Laser Scanning Cytometry
GFP-LC3 was assessed using a CompuCyte iCys Laser Scanning Cytometer (LSC; Westwood, MA, USA). Non-adherent BMdM were removed prior to analysis by gentle washing of each well once with PBS. GFP-LC3 positive cells were counter-stained with Molecular Probes HCS NuclearMask Blue (Life Technologies, Carlsbad, CA, USA) according to manufacture's instructions. GFP-LC3 was detected using a 488 nm laser as the excitation source and a PMT detector with a 530/30 nm bandpass filter. The nuclear staining was excited with a 405 nm laser and detected with a 440/30 nm bandpass filter/PMT set. The iCys was programmed to make 0.15 μm x-steps (setting pixel size/resolution) on an automated stage using a 60x inverted objective to interrogate a field size of 150 μm × 125.6 μm each step. Individual passes of the 488 nm and 405 nm lasers were used to avoid any spectral overlap of the “blue” and “green” fluorescent signals. A threshold of “blue” fluorescence was set such that the software draws a contour around the nucleus of the cell. The contour is then expanded by 25 pixels to include the cytoplasm of the cell. Each cell (as defined by nuclear staining) is plotted on a histogram showing green Median Fluorescent Intensity (MFI). Additionally, GFP puncta were counted per each cell using standard integrated filters and threshold within the CompuCyte software. Regions were defined within each well of the 96-well plate to include approximately 1500 cells to achieve sufficient sample representation. Isolated lung lavage cells from GFP-LC3 mice were seeded at 1 × 105 cells/well in RPMI in an 4-well glass bottom dish (Greiner Bio-One, Monroe, NC, USA), counterstained with Molecular Probes HCS NuclearMask Blue (Life Technologies), and examined immediately using an Olympus FV 1000 IX inverted laser scanning confocal microscope.
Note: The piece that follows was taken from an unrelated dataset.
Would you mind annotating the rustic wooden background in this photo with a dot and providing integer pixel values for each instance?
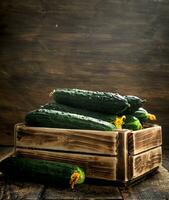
(110, 45)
Cytokine and Cytotoxicity Assays
BMdM cell supernatants and whole lung lavage fluid were assayed for LDH activity (Promega, Madison, WI, USA). Cytokines IL-1β, CXCL1, and IL-1α were measured by ELISA (R&D systems, Minneapolis, MN, USA). HMGB1 was assessed by an in-house ELISA as previously described (21). IL-18 was also assessed by an in-house ELISA (22). Extracellular cathepsin activity was assessed as previously described by our laboratory (23). Briefly, 2 μg Z-LR-AMC (specific to cathepsin B, cathepsin L and cathepsin V; R&D systems) in PBS was added to 50 μL of whole lung lavage fluid in a total reaction volume of 150 μL. The assays were incubated at 37°C for 1 h then fluorescence was measured using a plate reader at 380 nm excitation and 460 nm emission.
Western Blot
BMdM or cells isolated from lung lavage fluid were lysed directly in RIPA buffer containing HALT™ protease inhibitors (Life Technologies). For in vivo assessment of autophagic markers, whole lung lavage cells from 4 mice were pooled for each N. Lysates were run on 4-12% Bis-Tris SDS-PAGE gels. Anti-LC3, p62, ubiquitin, and GAPDH antibodies were obtained from Cell Signaling (Danvers, MA, USA). GAPDH was used as the loading control. Protein bands were quantified with Image J software (NIH, Bethesda, MD, USA).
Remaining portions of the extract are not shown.